Sunday, August 16, 2009

foxes out of the chicken coop

Washington Post | The Department of Health and Human Services is almost certain to take on responsibility for creating the criteria used to decide what health records technologies qualify for billions of dollars in reimbursements to medical offices under a new stimulus program, officials said Friday.

The decision represents a significant restriction of the role played by a private certification group, begun several years ago by the technology industry, which until recently had served as the government's gatekeeper for endorsing systems designed to improve the sharing of medical records.

The Certification Commission for Healthcare Information Technology, or CCHIT, came under sharp criticism in May after a Washington Post story showed that it has close ties to a trade group whose members stand to receive billions as a result of the stimulus legislation.

The trade group, called the Healthcare Information and Management Systems Society, was a key force behind the Obama administration's decision to include $36.5 billion in the stimulus package for development of electronic health records networks.

Under the stimulus legislation, doctors and medical organizations can be reimbursed for buying equipment that is certified as meeting certain mandates, including that the gear provides "meaningful use" to improve information sharing.

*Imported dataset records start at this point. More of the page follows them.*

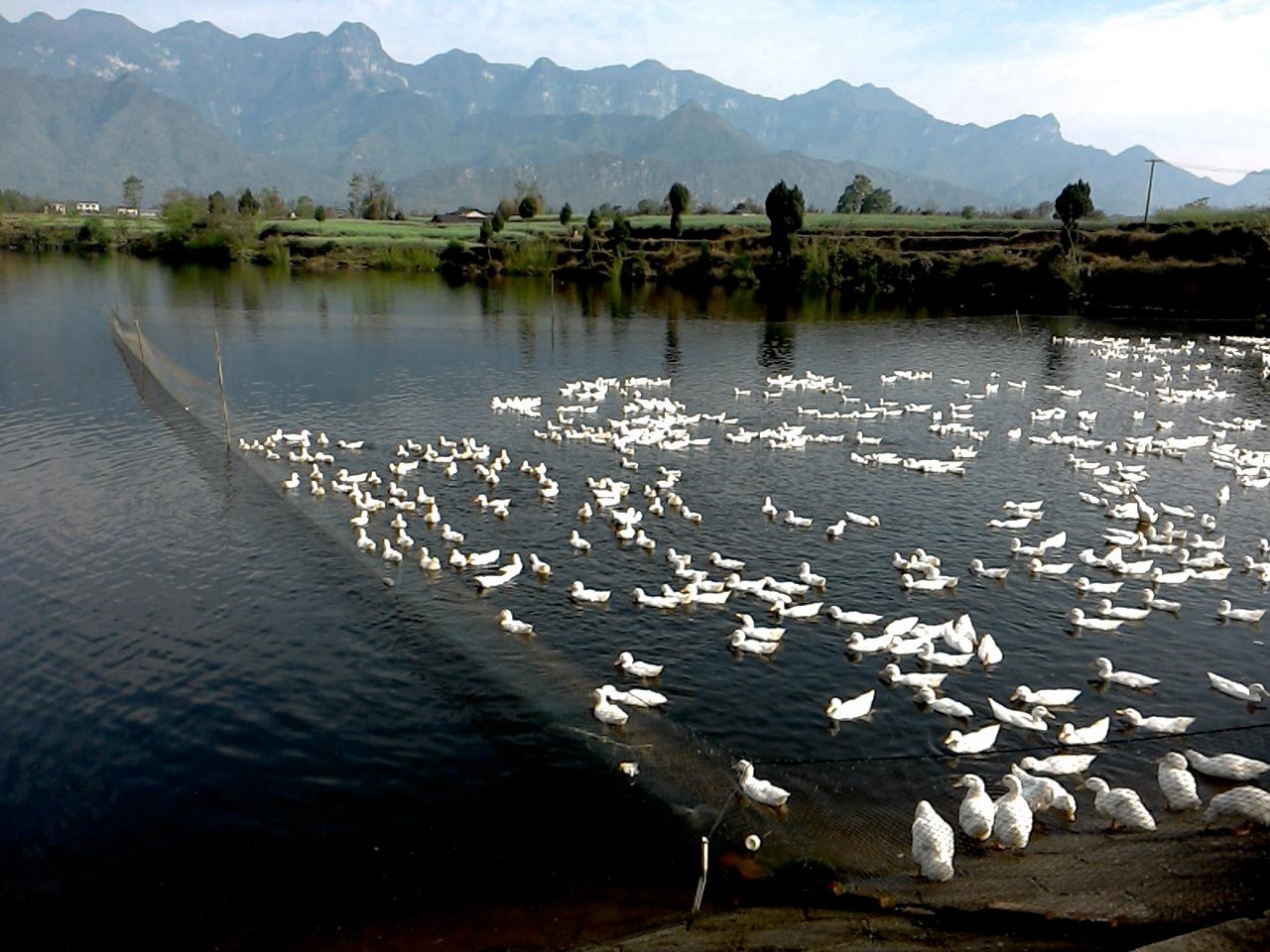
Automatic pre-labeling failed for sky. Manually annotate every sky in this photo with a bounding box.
[0,0,1270,181]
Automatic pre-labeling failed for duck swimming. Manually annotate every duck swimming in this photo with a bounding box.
[825,688,875,721]
[1058,717,1111,747]
[1010,684,1080,707]
[913,688,974,720]
[613,652,666,678]
[1206,671,1270,704]
[498,608,534,635]
[1116,707,1195,734]
[1216,598,1266,625]
[944,724,1001,754]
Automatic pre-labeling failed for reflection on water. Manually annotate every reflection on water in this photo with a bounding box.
[0,257,1270,946]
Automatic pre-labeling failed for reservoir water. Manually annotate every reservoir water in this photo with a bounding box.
[0,255,1270,948]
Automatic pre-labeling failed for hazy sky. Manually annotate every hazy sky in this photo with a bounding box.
[0,0,1270,181]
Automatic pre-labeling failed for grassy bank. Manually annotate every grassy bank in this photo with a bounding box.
[0,209,1270,321]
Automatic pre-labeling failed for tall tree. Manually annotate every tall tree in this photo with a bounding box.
[517,193,540,221]
[260,185,287,218]
[123,176,146,208]
[1054,178,1093,231]
[833,176,874,214]
[239,187,260,218]
[860,187,895,214]
[348,172,366,218]
[1054,178,1093,253]
[763,178,804,258]
[666,181,693,237]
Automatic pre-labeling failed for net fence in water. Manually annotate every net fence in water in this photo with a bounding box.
[112,314,1270,921]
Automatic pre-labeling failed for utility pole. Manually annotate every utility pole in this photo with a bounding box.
[1142,159,1165,225]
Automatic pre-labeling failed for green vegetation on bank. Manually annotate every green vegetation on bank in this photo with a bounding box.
[0,177,1270,318]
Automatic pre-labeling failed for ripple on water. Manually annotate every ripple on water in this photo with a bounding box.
[0,259,1270,949]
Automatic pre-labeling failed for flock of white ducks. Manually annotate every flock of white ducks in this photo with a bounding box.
[239,339,1270,881]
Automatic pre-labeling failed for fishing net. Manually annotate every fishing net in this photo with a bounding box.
[113,314,1270,939]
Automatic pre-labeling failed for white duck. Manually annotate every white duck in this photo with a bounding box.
[734,761,790,808]
[1216,598,1266,625]
[727,630,781,654]
[798,562,826,589]
[1028,557,1075,577]
[569,580,613,604]
[1067,607,1124,631]
[944,724,1001,754]
[1185,750,1270,780]
[843,509,881,528]
[1076,575,1124,595]
[1010,684,1080,707]
[899,572,957,591]
[498,608,534,635]
[1204,787,1270,829]
[825,688,875,721]
[974,631,1006,667]
[913,688,974,720]
[1156,750,1203,810]
[590,688,630,727]
[736,612,785,641]
[952,774,997,840]
[845,631,897,654]
[992,774,1033,849]
[767,602,825,621]
[1098,598,1151,622]
[1058,717,1111,747]
[1084,776,1156,831]
[826,606,883,625]
[613,652,666,678]
[599,684,667,707]
[1010,765,1076,821]
[1019,754,1097,776]
[1206,671,1270,704]
[1142,589,1183,615]
[877,662,949,690]
[917,639,974,667]
[911,799,956,883]
[1093,657,1160,690]
[1116,707,1195,734]
[988,697,1054,733]
[970,558,1010,581]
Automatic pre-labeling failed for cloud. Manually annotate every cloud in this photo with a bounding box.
[0,0,1270,178]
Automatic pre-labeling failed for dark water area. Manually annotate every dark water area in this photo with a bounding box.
[0,257,1270,948]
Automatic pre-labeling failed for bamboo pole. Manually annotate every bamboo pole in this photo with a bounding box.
[212,330,231,448]
[132,317,150,396]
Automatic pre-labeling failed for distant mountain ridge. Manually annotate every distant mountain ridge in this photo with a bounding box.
[0,10,1270,213]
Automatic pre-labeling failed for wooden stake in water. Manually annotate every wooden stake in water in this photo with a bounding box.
[212,330,231,447]
[132,317,150,396]
[686,837,710,929]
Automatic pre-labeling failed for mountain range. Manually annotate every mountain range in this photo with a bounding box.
[0,10,1270,214]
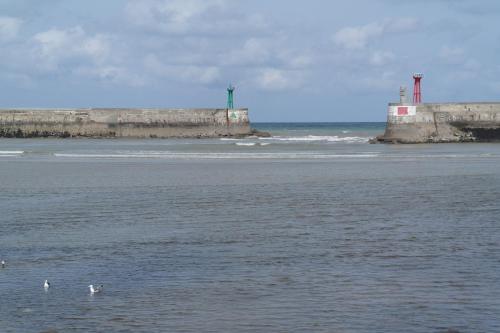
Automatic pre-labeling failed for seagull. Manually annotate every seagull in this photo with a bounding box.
[89,284,104,295]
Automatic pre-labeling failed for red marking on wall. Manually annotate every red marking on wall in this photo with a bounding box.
[398,106,408,116]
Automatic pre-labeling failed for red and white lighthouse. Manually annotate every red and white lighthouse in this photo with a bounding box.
[413,73,424,104]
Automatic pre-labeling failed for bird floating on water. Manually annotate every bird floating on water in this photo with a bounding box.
[89,284,104,295]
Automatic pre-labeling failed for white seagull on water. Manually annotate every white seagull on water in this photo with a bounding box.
[89,284,104,295]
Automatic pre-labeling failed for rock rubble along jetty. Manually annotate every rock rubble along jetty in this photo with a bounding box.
[0,108,256,138]
[375,102,500,143]
[371,77,500,143]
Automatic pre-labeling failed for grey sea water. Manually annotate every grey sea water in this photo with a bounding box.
[0,123,500,333]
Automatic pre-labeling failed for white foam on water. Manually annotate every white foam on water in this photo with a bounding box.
[54,152,378,159]
[236,142,256,146]
[0,150,24,156]
[260,135,370,143]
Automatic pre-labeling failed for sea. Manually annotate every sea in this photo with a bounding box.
[0,123,500,333]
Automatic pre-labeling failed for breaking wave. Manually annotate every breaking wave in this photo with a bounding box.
[0,150,24,156]
[260,135,370,143]
[54,152,378,159]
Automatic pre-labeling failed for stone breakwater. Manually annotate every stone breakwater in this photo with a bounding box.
[373,102,500,143]
[0,108,254,138]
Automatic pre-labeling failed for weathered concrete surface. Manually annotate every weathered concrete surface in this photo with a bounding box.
[377,103,500,143]
[0,108,252,138]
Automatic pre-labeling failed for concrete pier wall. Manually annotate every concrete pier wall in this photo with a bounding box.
[379,103,500,143]
[0,108,251,138]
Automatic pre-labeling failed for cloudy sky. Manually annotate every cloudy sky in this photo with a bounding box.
[0,0,500,121]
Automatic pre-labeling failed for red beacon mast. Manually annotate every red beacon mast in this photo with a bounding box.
[413,73,424,104]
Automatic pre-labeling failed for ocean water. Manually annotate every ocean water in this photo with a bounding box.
[0,123,500,333]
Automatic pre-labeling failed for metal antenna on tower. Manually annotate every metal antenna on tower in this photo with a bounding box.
[227,84,236,109]
[413,73,424,104]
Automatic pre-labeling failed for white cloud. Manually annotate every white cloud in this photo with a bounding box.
[333,18,418,50]
[0,16,22,42]
[125,0,225,33]
[439,45,465,63]
[333,23,384,50]
[73,66,147,87]
[356,71,398,91]
[144,54,221,85]
[369,51,395,66]
[33,26,111,70]
[256,68,303,91]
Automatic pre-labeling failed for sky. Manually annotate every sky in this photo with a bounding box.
[0,0,500,122]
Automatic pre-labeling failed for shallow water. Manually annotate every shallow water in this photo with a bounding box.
[0,124,500,333]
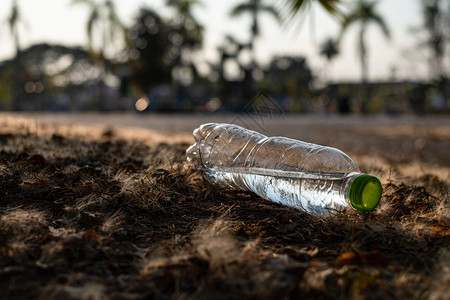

The nonprofit certification commission was started in 2004 with support from the trade association and two other industry groups. In recent years, it has received funding through HHS, but it is run by a former executive of the trade association and one of its current trustees also is president of the association. Several board members work for technology companies.

Critics of the certification group have complained that apparent conflicts of interest would undermine the group's credibility in judging deciding what technology merited stimulus funding.

"There was an apparent conflict. . . . We don't want to spend the next several years on a sideshow," said Paul Egerman, co-chairman of the advisory group that recommended that the HHS, instead of the private group, should set the criteria.

"Our energies need to be focused on the substantial challenges involved in getting physicians to use these systems effectively while, simultaneously, earning the public's trust in the privacy and integrity of these systems."

The recommendations of Egerman and several others were endorsed by a government health information technology advisory board Friday. That development virtually ensures the recommendations will be formally embraced, after a public comment period, by the National Coordinator for Health Information Technology at the HHS.